Non meno duro si annuncia l’impatto su lavoratori e lavoratrici che operano in settori ad alta esposizione verso il mercato statunitense: dalla meccanica di precisione alla moda, dal food processing alla chimica fine. Stime interne al PD, citate durante l’intervento, ipotizzano una contrazione immediata delle commesse e un effetto domino sui salari. L’eventuale serrata delle frontiere, afferma Schlein, cancellerebbe in pochi mesi la ripresa registrata dopo la pandemia, riportando indietro l’orologio del Paese per intere generazioni di professionisti qualificati italiani.
Ritorsioni mirate sulle big tech americane
Laddove il negoziato dovesse naufragare, la linea alternativa indicata dalla segretaria dem è altrettanto chiara: colpire le grandi piattaforme tecnologiche statunitensi. «È lì che fa più male a Trump», ha ribadito, evocando la possibilità di tasse selettive o restrizioni antitrust.
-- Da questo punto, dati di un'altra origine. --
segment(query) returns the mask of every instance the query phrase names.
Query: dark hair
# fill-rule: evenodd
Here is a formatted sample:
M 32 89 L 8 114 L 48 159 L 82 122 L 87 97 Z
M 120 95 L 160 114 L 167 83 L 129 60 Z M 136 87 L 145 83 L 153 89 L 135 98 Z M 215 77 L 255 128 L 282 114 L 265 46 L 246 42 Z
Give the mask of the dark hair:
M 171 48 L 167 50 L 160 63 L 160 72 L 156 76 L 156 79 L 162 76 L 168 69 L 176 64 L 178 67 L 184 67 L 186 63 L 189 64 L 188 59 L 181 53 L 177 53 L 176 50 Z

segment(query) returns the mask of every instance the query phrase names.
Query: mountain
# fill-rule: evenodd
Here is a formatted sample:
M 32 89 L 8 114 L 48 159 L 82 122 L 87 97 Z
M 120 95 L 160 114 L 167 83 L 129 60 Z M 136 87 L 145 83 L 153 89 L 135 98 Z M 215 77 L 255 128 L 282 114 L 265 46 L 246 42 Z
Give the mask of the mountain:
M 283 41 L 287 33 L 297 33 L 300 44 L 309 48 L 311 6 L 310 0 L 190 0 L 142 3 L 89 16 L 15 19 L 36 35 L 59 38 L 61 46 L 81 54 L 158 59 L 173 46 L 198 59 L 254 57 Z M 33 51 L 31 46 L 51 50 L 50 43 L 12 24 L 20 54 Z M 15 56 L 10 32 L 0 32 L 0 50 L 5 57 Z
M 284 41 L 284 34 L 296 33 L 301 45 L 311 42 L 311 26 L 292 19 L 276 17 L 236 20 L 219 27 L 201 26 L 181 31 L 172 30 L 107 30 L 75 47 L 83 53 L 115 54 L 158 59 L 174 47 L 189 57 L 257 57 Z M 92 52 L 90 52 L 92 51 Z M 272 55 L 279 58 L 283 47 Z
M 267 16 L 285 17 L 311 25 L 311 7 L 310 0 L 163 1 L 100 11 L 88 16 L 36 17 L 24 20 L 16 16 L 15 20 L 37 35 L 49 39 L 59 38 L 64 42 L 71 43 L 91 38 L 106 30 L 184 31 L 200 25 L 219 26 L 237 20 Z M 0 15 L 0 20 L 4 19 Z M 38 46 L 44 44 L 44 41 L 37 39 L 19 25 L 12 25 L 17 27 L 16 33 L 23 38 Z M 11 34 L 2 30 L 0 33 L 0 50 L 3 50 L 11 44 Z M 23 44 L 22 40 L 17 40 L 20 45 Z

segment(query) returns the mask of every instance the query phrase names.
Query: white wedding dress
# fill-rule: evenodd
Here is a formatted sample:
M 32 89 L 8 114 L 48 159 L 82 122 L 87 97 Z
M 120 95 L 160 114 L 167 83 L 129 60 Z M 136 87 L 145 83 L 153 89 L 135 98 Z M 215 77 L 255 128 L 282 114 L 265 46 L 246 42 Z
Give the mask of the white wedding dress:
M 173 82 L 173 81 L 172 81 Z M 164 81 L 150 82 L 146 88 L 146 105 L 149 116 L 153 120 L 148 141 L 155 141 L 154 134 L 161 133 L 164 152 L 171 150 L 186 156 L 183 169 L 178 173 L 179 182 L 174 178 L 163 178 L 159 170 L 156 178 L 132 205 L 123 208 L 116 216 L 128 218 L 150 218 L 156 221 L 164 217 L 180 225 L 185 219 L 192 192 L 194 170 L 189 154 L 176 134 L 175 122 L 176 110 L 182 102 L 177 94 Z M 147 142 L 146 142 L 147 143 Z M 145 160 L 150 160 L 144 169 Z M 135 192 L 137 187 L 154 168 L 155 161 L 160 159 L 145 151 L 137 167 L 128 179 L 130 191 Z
L’obiettivo, spiega, non è alimentare lo scontro, ma costringere Washington a riconsiderare un provvedimento che danneggerebbe anche la Silicon Valley, cuore pulsante dell’innovazione americana. Schlein denuncia inoltre gli ostacoli frapposti da Trump all’adozione di una minimum tax globale al 15 per cento.
La strategia di ritorsione, a suo giudizio, ricomporrebbe un equilibrio incrinato dalla tattica del divide et impera che l’ex presidente repubblicano avrebbe già messo in campo. Bruxelles, sostiene, non deve cadere nella trappola di trattative individuali con le capitali più esposte, perché ciò lascerebbe campo libero alla Casa Bianca. Un messaggio di unità, aggiunge, varrebbe più di mille contratti siglati in fretta e furia. Solo una risposta collettiva, conclude, può indurre gli Stati Uniti a sedersi di nuovo al tavolo con spirito costruttivo.
Il confronto con Madrid e la richiesta di risorse vere
Schlein ha infine rivolto un rimprovero concreto all’esecutivo di Roma, confrontando le cifre presentate da Pedro Sánchez con quelle annunciate da Giorgia Meloni. Il governo spagnolo ha varato un pacchetto di 14 miliardi, più della metà in fondi freschi; l’Italia, invece, ha promosso un piano da oltre 20 miliardi composto, sostiene la segretaria, soltanto da rimodulazioni di somme già stanziate. Servono risorse nuove, non contabilità creativa, ha incalzato, chiamando il Parlamento a un sussulto di responsabilità che risulti credibile sin da subito.
A giudizio della guida del PD, occorre mobilitare strumenti finanziari adeguati a sostenere imprese e lavoratori qualora gli Stati Uniti non recedessero dal loro intento. L’esperienza spagnola dimostra, sostiene, che l’impegno politico può tradursi rapidamente in interventi di cassa, mentre in Italia continua a prevalere una logica di spostamenti contabili. Non possiamo permetterci di attendere che sia il mercato a dare il primo scossone: dobbiamo prevenirlo. Da qui l’invito a rendere immediatamente disponibili fondi freschi per la riconversione e la tutela dell’occupazione.